You can make a new branch easily in Rstudio, using the 'New Branch' button in the Git pane. Then, using this branch, you can write code as normal, commiting the changes as normal. But when you want to put that new code into the 'main' branch where the good code lives, you go onto the repository on github and create a 'pull request': a request to pull the code from one branch into another. At this point you can assign reviewers to the pull request and they can go in and comment on the individual changes: suggesting improvements, giving feedback (positive and negative) and approving/rejecting the changes before they are then merged into the main branch. In this way we can regularly evaluate one another's code for understandability and whether or not it actually works. This makes it much easier to set up systems of reviewing one anothers code little and often, rather than the usual scientific system where we finish a large piece of code and hope nobody ever looks at it.

Some useful references

  • A lot of the above was inspired by a tutorial Our Coding Club gave at Oxford in the before times, they have a bit of a walkthrough available here.
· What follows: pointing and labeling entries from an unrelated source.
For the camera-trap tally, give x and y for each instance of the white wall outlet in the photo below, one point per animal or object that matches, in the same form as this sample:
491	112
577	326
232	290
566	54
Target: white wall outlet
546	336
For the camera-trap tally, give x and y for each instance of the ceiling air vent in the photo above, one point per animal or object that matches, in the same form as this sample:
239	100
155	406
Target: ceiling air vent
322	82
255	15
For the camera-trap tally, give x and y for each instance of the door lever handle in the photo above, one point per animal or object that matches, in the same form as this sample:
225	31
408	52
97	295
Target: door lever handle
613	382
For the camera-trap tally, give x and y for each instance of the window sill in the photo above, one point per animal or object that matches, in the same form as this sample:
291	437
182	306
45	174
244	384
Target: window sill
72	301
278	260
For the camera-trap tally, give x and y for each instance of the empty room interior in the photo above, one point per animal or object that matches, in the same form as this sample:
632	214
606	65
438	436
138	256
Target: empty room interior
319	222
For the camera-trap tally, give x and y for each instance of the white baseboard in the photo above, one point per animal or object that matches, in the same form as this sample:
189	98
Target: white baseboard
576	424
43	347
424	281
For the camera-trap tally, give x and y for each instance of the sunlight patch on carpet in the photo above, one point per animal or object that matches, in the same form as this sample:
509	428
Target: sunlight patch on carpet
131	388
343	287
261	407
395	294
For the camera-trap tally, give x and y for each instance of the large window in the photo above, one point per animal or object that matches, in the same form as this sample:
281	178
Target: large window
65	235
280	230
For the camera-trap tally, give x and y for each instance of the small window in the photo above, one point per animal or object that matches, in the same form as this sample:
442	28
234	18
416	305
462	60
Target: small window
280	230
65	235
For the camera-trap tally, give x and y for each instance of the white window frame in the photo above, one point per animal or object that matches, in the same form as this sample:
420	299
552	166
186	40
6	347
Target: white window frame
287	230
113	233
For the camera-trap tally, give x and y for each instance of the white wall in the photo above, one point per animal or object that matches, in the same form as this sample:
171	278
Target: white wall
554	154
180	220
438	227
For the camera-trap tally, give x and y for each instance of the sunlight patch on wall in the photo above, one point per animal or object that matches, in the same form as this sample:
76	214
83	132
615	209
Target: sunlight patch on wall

  • The idea of setting up a within-lab system of code review was inspired by Dave attending a workshop on code review, whose slides are available here. As they mention (and I forgot to say in my presentation), some of the presenters in that workshop actually run the Oxford code review network, though it isn't yet very active. It would be cool to interact with them more in the future, but I assume that something small and within-lab may be slightly less intimidating to some of us at first, and I suspect that they'll have limited familiarity with R.
  • When your code is one day finished and the paper accepted, you'll want to create a permanent, archived version of it with a citable DOI. One of the easiest ways to do this is archiving it with Zenodo
  • I referenced Micah Allen's tweet in the powerpoint, his thread on organising your analyses etc is short but good. I think he's confused that he went viral with a tweet about directory structures, but nerds gonna nerd.